Posted Sept. 17, 2013, at 8:36 a.m.

By Ardeana Hamlin

of The Weekly Staff

 

BANGOR — Bangor Public Library, as all libraries are, is a repository of knowledge patrons may access for free, including informal classes on computer use.

Seven women took advantage of library knowledge on Sept. 9 when they attended the class, Ancestry.com and other Recommended Online Genealogy Resources, conducted by Bangor Room librarian and local history expert Bill Cook.

The class met in the reference room where a dozen computers were available, making it possible for attendees to use a computer while Cook walked them through his presentation.

Cook said the most commonly used family history website is ancestry.com, which can be accessed free of charge through Bangor Public Library. “It has everything [you’d get with a home subscription to the website] except the ability to upload your family data to the website. It’s great for the professional genealogist to use at home. It has so many records it’s mind boggling.” Information family historians can access include census records from throughout the United States, Canada, England and Europe, making it an ideal tool for those who trace their ancestors beyond U.S. borders.

He emphasized the importance of relying on primary documents, such as census, birth, death and marriage records, because information that someone posts to a website may contain typographical errors. Indeed, any record can contain errors, including mis-spellings of names or incorrect dates. “Genealogy is not an exact science,” Cook said.

“Always record the sources where you found family information — where, when and the website address,” Cook said. That way if the family historian needs to retrace his steps, it will save a lot of aggravation.

Other sources Cook covered in his talk included:

• archives.com offers birth, death and marriage records, but not census records.

• cyndislist.com. “Cyndi’s List is a fabulous place to go,” Cook said. It contains state records, a list of links to sites related to genealogy, and family association and genealogical society Web pages.

• linkpendium.com is a directory of links to other genealogy websites.

• findagrave.com offers millions of cemetery records posted at the site by individuals, and the information is constantly updated. Sometimes the information will include a photograph of the gravesite, or an obituary of the deceased. It also offers a discussion forum where family historians can give and receive advice or assistance.

• familysearch.com is the website of the Church of Jesus Christ of Latter Days Saints, or the Mormons. “They have incredible records that are easy to use,” Cook said. “It’s easier to use than ancestry.com and it’s free.”

• generousgenealogy.com is a communal genealogical site where users contribute their knowledge. The site is free to use and accepts donations to help keep it up and running.

• heritagequest.com is a part of ancestry.com. “This site gives you just enough information to get you started,” Cook said. It can be accessed from a computer at home through Bangor Public Library at http://www.bpl.lib.me.us/. It allows the user to search census records, but gives only the names of heads of households and wife.

• genealogytools.com helps family historians get organized by providing tips, forums and downloadable forms.

• roostweb.com is where users can post queries, access family forums and find links to genealogcal societies.

And that’s only skimming the surface of what each of those websites offers.

“There’s an overwhelming amount of information available.

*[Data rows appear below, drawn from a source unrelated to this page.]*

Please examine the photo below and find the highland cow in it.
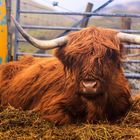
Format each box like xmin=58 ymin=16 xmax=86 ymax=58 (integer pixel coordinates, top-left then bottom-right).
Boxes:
xmin=0 ymin=18 xmax=140 ymax=125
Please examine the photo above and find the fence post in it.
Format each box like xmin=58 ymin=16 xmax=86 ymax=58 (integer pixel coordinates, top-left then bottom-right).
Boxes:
xmin=6 ymin=0 xmax=12 ymax=60
xmin=121 ymin=17 xmax=131 ymax=54
xmin=14 ymin=0 xmax=20 ymax=60
xmin=80 ymin=2 xmax=93 ymax=27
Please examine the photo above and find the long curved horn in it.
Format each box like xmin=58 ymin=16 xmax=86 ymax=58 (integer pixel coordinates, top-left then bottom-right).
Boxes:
xmin=11 ymin=16 xmax=68 ymax=50
xmin=117 ymin=32 xmax=140 ymax=44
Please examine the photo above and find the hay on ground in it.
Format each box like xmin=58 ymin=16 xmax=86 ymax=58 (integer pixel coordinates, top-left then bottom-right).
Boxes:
xmin=0 ymin=99 xmax=140 ymax=140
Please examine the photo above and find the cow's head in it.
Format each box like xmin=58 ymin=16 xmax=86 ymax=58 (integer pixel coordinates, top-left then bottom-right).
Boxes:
xmin=56 ymin=27 xmax=122 ymax=96
xmin=14 ymin=16 xmax=140 ymax=96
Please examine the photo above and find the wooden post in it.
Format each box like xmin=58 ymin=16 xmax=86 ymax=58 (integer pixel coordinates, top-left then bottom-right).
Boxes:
xmin=6 ymin=0 xmax=12 ymax=60
xmin=80 ymin=3 xmax=93 ymax=27
xmin=121 ymin=17 xmax=132 ymax=54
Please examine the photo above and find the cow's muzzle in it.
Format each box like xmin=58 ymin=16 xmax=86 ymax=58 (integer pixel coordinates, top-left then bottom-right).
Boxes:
xmin=80 ymin=80 xmax=100 ymax=95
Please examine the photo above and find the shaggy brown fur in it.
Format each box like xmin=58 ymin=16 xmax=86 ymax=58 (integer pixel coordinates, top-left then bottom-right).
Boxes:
xmin=0 ymin=27 xmax=131 ymax=124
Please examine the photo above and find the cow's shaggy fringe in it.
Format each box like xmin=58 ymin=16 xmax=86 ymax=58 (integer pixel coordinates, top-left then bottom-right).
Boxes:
xmin=0 ymin=27 xmax=131 ymax=124
xmin=0 ymin=98 xmax=140 ymax=140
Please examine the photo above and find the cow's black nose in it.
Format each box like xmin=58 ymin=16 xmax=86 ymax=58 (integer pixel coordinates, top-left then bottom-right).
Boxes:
xmin=82 ymin=81 xmax=97 ymax=88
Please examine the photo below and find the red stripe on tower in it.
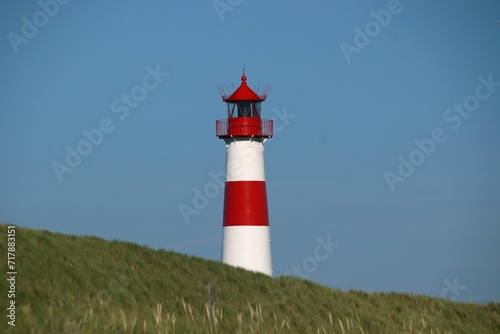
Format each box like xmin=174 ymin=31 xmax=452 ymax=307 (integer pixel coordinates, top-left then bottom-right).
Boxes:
xmin=223 ymin=181 xmax=269 ymax=226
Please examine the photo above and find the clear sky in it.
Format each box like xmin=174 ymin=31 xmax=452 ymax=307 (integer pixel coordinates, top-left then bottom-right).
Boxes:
xmin=0 ymin=0 xmax=500 ymax=302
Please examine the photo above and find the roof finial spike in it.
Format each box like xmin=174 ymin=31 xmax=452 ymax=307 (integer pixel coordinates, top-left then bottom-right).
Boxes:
xmin=241 ymin=65 xmax=247 ymax=83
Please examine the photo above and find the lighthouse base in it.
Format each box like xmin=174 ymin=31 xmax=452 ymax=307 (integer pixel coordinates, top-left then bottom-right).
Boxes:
xmin=222 ymin=226 xmax=273 ymax=276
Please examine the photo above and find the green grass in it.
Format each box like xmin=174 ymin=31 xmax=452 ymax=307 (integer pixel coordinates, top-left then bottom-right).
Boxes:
xmin=0 ymin=225 xmax=500 ymax=333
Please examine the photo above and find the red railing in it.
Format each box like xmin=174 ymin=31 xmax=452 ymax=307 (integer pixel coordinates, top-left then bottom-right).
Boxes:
xmin=215 ymin=117 xmax=273 ymax=137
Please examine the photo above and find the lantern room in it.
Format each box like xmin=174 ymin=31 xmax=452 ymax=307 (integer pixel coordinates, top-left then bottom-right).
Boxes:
xmin=216 ymin=72 xmax=273 ymax=138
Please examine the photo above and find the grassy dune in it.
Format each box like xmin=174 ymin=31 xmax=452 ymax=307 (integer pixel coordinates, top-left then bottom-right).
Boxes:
xmin=0 ymin=225 xmax=500 ymax=333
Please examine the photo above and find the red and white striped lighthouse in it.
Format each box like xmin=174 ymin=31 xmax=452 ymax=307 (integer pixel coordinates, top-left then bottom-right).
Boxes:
xmin=216 ymin=72 xmax=273 ymax=276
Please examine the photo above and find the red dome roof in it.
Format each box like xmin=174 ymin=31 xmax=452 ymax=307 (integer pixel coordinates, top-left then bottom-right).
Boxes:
xmin=223 ymin=74 xmax=266 ymax=102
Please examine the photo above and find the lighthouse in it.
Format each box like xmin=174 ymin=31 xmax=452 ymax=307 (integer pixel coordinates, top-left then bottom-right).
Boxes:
xmin=216 ymin=70 xmax=273 ymax=276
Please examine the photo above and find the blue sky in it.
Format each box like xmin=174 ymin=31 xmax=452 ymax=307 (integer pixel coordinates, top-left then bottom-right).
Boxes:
xmin=0 ymin=0 xmax=500 ymax=302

The best way to learn how to use the websites is to use them and explore,” Cook said, pointing out that the wealth of information at genealogical websites also includes military records that span several centuries.

Kathleen Cronin of Bangor who attended the class said, “It was really interesting to find out about the different resources. It’s was a big help. My father’s family goes back to Ireland. Now I have more resources to work with.”